Chinese businesses should resort to multiple methods to ease pressures from the faster appreciation of the local currency, the yuan, against the US dollar, experts said.

To maintain a competitive edge, the companies needed to diversify export destinations as the yuan gained against the greenback while weakened against other major currencies, such as the euro and yen, said Yu Run, a Nanjing University finance professor.

The yuan, or renminbi (RMB), has gained 4.5 percent so far this year, compared with 6.9 percent for all of 2007. It breached the 7 yuan mark for the first time on Thursday since it was de-pegged from the greenback in July 2005 when the central parity rate was set at 6.9920 yuan against the dollar.

The companies could also sell more products at home as Chinese residents have recorded high income growth over the past couple of years, he added.

China-made goods were becoming less competitive with the faster appreciation of the yuan against the dollar, reducing US orders and profit margins for local firms.

An increasingly stronger yuan would also reduce exports and slow economic growth, said Cai Ruhai, a Central University of Finance and Economics professor.
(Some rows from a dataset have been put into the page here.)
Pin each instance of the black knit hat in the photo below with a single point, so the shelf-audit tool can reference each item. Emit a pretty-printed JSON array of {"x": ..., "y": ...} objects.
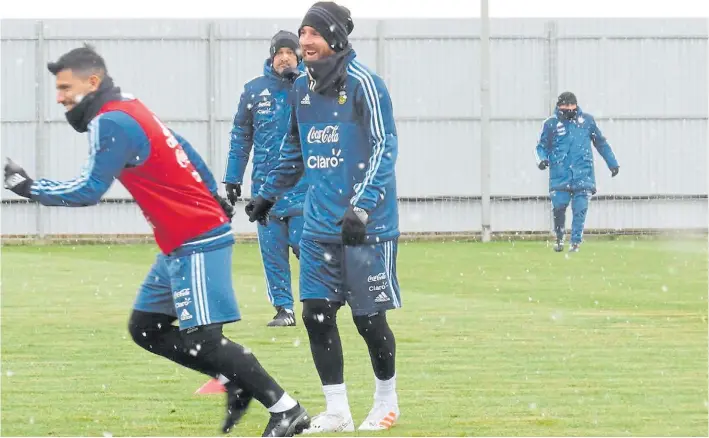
[
  {"x": 566, "y": 98},
  {"x": 285, "y": 39},
  {"x": 332, "y": 21}
]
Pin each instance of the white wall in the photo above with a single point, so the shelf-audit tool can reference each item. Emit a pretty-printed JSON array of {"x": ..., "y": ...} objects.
[{"x": 645, "y": 80}]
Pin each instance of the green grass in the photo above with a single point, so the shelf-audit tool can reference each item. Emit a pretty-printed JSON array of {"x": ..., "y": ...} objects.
[{"x": 500, "y": 339}]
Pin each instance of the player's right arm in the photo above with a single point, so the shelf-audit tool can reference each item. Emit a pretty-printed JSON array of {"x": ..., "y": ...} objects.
[
  {"x": 241, "y": 140},
  {"x": 111, "y": 149},
  {"x": 544, "y": 144},
  {"x": 290, "y": 162}
]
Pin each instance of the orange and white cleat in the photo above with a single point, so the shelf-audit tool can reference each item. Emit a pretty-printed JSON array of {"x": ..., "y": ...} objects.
[{"x": 382, "y": 416}]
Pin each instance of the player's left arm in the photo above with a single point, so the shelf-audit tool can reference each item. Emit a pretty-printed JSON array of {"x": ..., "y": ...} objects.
[
  {"x": 374, "y": 107},
  {"x": 601, "y": 144},
  {"x": 111, "y": 148},
  {"x": 198, "y": 163}
]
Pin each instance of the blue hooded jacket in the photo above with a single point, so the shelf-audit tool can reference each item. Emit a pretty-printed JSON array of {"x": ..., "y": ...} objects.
[
  {"x": 566, "y": 144},
  {"x": 346, "y": 144},
  {"x": 261, "y": 122}
]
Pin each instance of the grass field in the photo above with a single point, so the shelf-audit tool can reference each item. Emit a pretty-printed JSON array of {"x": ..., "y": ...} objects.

Exports, together with investment and consumption, have been hailed as the three engines of the country's development.

Many Western politicians and business people have accused China of keeping the exchange rate of the yuan artificially low to give domestic exporters an unfair advantage.

Zhang Erzhen, a Nanjing University trade professor, added the workshops of the world should boost technological innovation and speed up industry upgrades to produce more high-end products to raise profit margins.
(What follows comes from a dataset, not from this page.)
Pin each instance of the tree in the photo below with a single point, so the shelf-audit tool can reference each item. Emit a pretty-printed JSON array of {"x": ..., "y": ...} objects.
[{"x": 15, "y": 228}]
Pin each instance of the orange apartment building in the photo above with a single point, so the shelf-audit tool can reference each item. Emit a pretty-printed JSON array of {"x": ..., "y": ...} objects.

Many experts have blamed the fast appreciation of the yuan for the shut downs and transfer of low-end manufacturers in the Pearl River Delta, China's major manufacturing base, to inland regions and bordering countries such as Vietnam, where production costs are cheaper.
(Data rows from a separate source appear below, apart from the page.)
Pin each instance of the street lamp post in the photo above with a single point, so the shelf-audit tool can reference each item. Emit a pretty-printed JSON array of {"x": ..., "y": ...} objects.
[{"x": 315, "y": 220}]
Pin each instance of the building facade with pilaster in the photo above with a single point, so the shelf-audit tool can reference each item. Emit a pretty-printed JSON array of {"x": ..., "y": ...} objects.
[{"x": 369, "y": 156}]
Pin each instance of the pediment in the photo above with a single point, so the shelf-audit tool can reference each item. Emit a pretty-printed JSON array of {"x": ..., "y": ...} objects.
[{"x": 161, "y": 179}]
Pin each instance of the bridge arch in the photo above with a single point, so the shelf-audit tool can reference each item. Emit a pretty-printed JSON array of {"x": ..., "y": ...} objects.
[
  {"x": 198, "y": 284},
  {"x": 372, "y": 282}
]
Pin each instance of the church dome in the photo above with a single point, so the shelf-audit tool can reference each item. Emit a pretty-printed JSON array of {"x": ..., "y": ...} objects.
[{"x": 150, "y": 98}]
Experts also said companies should learn to effectively tackle the risks brought about by the variation in exchange rates as it could tremendously affect corporate profits.

Many textile makers, the most vulnerable to a stronger yuan, were turning to non-US dollar currencies in pricing and settlement to offset rising losses from the weakening dollar, according to a survey by webtextiles.com, a major Chinese textile information website.